Additional file 4 displays results for the DASS and WSAS, while Additional file 5 shows results for the NEO PI-R. Scores on these measures were not influenced by age. The anxiety subgroups returned similar scores on the DASS depression and stress scales. The PD and PD-AG groups scored higher on DASS anxiety compared to the GAD and SP categories. WSAS disability scores were higher for SPs and PD-AGs, primarily in the domains of work and social activities.

The SP group scored higher on the NEO PI-R subscale for neuroticism (see Additional file 5). SPs and PD-AGs scored lower than other groups on the extraversion and conscientiousness subscales.

Model 2

The sample was then divided according to whether or not patients met criteria for ASAD. With the inclusion of that category, the total number of anxiety/depressive diagnoses assigned (primary and comorbid) was 921 or a mean of 1.8 per person. The numbers and percentages for each diagnosis were: ASAD = 207 (23%), PD = 108 (12%), PD-AG = 100 (11%), GAD = 195 (21%), SP = 132 (14%), and current depression = 133 (14%). Hence, the prevalence of ASAD assignments was roughly similar to that of GAD or the combined categories of PD/PD-AG. The proportion of primary diagnoses initially made on the SCID that were later assigned to the ASAD grouping, once formed, were: PD: n = 42 (35% of the initial PD group were re-assigned to the ASAD grouping); PD-AG: n = 80 (49%); GAD: n = 52 (39%); and SP: n = 33 (32%). A statistically greater number of those with an initial diagnosis of PD-AG was included in the ASAD grouping (p < .01). Females were overrepresented in the ASAD grouping.

The ASAD group had higher scores on all DASS subscales, on all disability scales of the WSAS (Additional file 4), and on NEO PI-R scores for neuroticism (Additional file 5). For depression analyses, we compared the ASAD group with a residual group where patients had 2 or more anxiety diagnoses, in order to broadly match the two groupings for levels of comorbidity in relation to other anxiety categories. No differences in rates of co-occurring current depression emerged from this comparison.

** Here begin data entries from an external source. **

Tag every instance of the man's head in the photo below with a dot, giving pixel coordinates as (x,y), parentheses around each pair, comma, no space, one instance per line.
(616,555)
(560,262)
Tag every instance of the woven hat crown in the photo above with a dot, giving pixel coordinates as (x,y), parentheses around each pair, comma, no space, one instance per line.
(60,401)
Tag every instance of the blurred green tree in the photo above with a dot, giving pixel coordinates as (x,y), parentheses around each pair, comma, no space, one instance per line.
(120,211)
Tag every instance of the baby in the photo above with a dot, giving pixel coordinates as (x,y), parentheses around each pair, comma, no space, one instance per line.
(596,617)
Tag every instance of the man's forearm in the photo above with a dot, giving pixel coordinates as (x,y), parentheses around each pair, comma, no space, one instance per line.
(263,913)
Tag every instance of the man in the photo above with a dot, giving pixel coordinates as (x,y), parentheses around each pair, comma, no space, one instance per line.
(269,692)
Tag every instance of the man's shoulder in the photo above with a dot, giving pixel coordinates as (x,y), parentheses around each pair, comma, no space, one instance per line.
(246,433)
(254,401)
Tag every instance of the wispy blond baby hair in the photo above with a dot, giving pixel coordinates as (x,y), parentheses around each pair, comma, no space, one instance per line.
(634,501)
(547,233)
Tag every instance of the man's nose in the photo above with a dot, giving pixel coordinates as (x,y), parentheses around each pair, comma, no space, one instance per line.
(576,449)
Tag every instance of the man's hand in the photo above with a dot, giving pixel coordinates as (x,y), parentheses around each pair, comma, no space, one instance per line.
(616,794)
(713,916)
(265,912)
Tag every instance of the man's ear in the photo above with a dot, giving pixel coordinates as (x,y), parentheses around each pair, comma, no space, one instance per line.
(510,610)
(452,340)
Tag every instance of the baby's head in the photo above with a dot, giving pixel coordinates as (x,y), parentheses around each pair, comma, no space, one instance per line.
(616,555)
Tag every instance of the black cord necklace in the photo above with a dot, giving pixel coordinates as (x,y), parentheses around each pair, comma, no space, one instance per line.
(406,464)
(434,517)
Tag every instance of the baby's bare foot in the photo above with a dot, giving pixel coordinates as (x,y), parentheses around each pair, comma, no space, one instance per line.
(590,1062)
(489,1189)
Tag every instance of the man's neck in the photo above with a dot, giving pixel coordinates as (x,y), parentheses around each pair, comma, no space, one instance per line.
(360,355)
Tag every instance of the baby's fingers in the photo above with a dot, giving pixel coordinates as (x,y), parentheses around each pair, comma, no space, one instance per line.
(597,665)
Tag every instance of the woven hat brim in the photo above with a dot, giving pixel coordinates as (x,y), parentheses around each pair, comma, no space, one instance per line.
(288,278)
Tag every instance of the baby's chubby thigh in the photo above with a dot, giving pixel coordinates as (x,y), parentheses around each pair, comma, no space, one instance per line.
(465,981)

ASADs scored substantially higher on both indices of early separation anxiety (Additional file 3). We then divided the ASAD sample into those with probable childhood onset (SASI scores ≥ 4) and those with probable adult onset (<4). Three quarters of the ASAD sample (n = 151) had probable early onset and 52 were probable adult onset.

Model 3

We then compared the ASAD grouping with specific subcategories of anxiety in the residual group. The ASAD and SP groups were younger, but statistically so only in relation to the GAD group. SP remained the only group with a minority of females (n = 31, 45% female), significantly so except in comparison with PD. As in Model 1, the SP group had more single and fewer married people compared to all other groups.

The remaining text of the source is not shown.